- Directed by: Harry d'Abbadie d'Arrast
- Written by: Harry d'Abbadie d'Arrast Douglas Z. Doty (also story) Herman J. Mankiewicz Donald Ogden Stewart
- Produced by: Monta Bell
- Starring: Nancy Carroll Fredric March
- Cinematography: George J. Folsey
- Edited by: Helene Turner
- Music by: Vernon Duke (uncredited)
- Distributed by: Paramount Pictures
- Release date: September 25, 1930;
- Running time: 85 minutes
- Country: United States
- Language: English

= Laughter (1930 film) =

1930 film

Laughter is a 1930 American pre-Code comedy film directed by Harry d'Abbadie d'Arrast and starring Nancy Carroll, Fredric March and Frank Morgan. It was shot at the Astoria Studios in New York.

The film was nominated for an Academy Award for Best Story.

Laughter was the final film of Diane Ellis, who died in December, 1930 at the age of 20, as the result of an infection while travelling in India on her honeymoon.

Fredric March later cited Laughter as one his favourites of his own films, and it was one of a few of which he retained a print.

A copy has been preserved at the Library of Congress.

In 1931, a German-language version called The Men Around Lucy was released starring Liane Haid and Lien Deyers. This film is considered lost.

==Plot==
Peggy is a Follies dancer who forsakes her life of carefree attachments in order to meet her goal of marrying a millionaire. Alas, her elderly husband, broker C. Mortimer Gibson, is a well-meaning bore, and soon Peggy begins seeking entertainment elsewhere.
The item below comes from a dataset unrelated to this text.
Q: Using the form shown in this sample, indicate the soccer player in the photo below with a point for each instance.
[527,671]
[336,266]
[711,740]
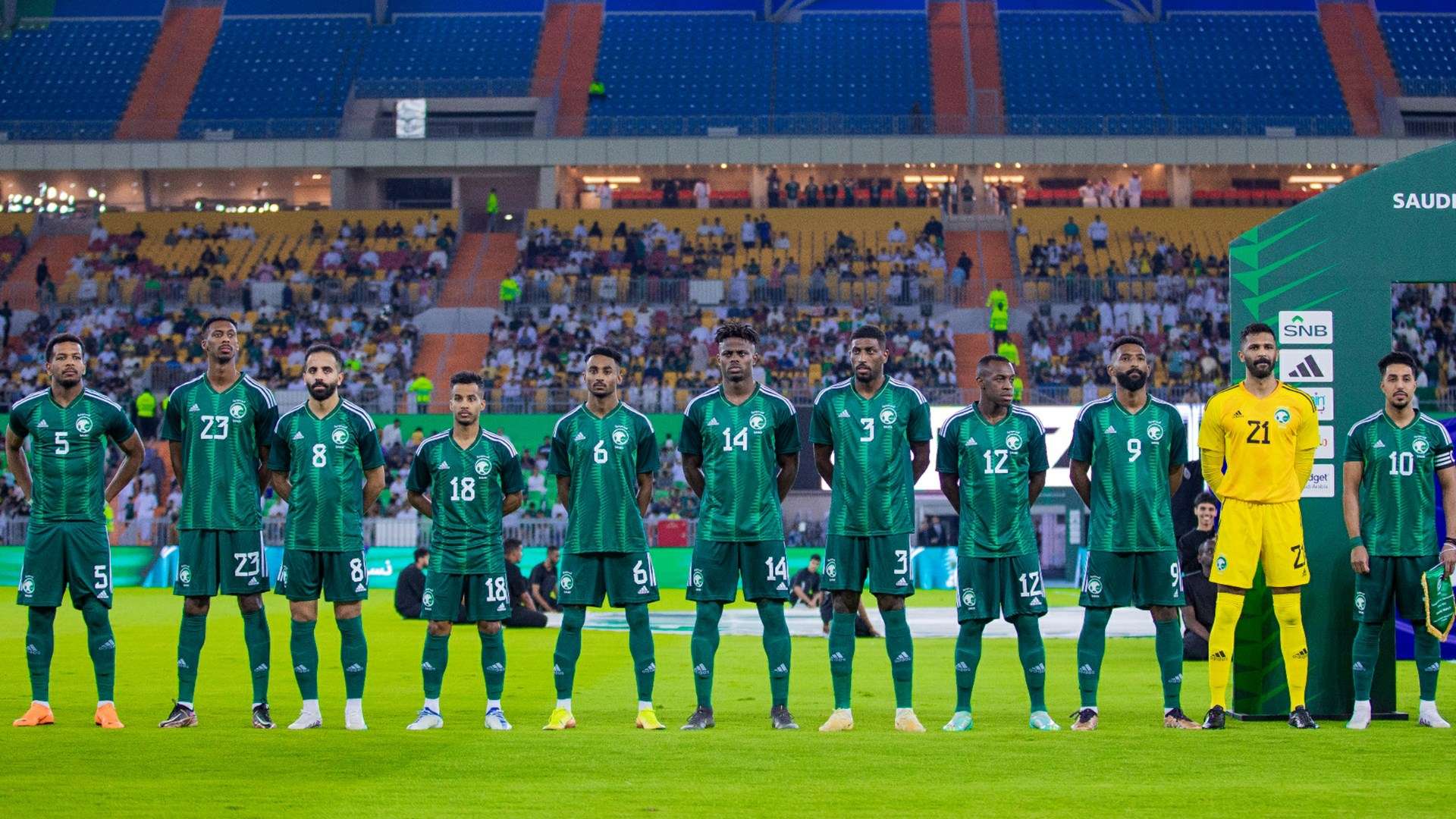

A year after their marriage, three significant events occur almost simultaneously. Peggy's former boyfriend, Paul Lockridge, a composer and pianist who is in love with her and seems to have a funny quip for every occasion, returns from Paris. She reunites with him as he offers her his companionship as a diversion from her stuffy life. Also, Ralph Le Saint, a young devil-may-care sculptor who is still in love with Peggy, plans his suicide in a mood of bitterness, and Gibson's daughter, Marjorie, returns from schooling abroad. Marjorie is soon paired with Ralph, and the romance that develops between them is paralleled by the adult affair between Peggy and Paul.

Ralph and Marjorie's escapades result in considerable trouble for Mortimer, while Paul implores Peggy to go to Paris with him, declaring "You are rich--dirty rich. You are dying. You need laughter to make you clean," but she refuses. When Marjorie plans to elope with Ralph, Peggy exposes the sculptor as a fortune hunter; and, dejected, he commits suicide. As a result, Peggy confesses her unhappiness to Gibson, then joins Paul and laughter in Paris.

==Reception==
Contemporary reviews for Laughter were positive. Photoplay’s review stated, “Fredric March … does his best work … a first rater” and the The New York Times described the film as “clever nonsense” while praising Donald Ogden Stewart’s dialogue and the performances of March, Carroll and Morgan.

In 1998, Jonathan Rosenbaum of the Chicago Reader included the film in his unranked list of the best American films not included on the AFI Top 100.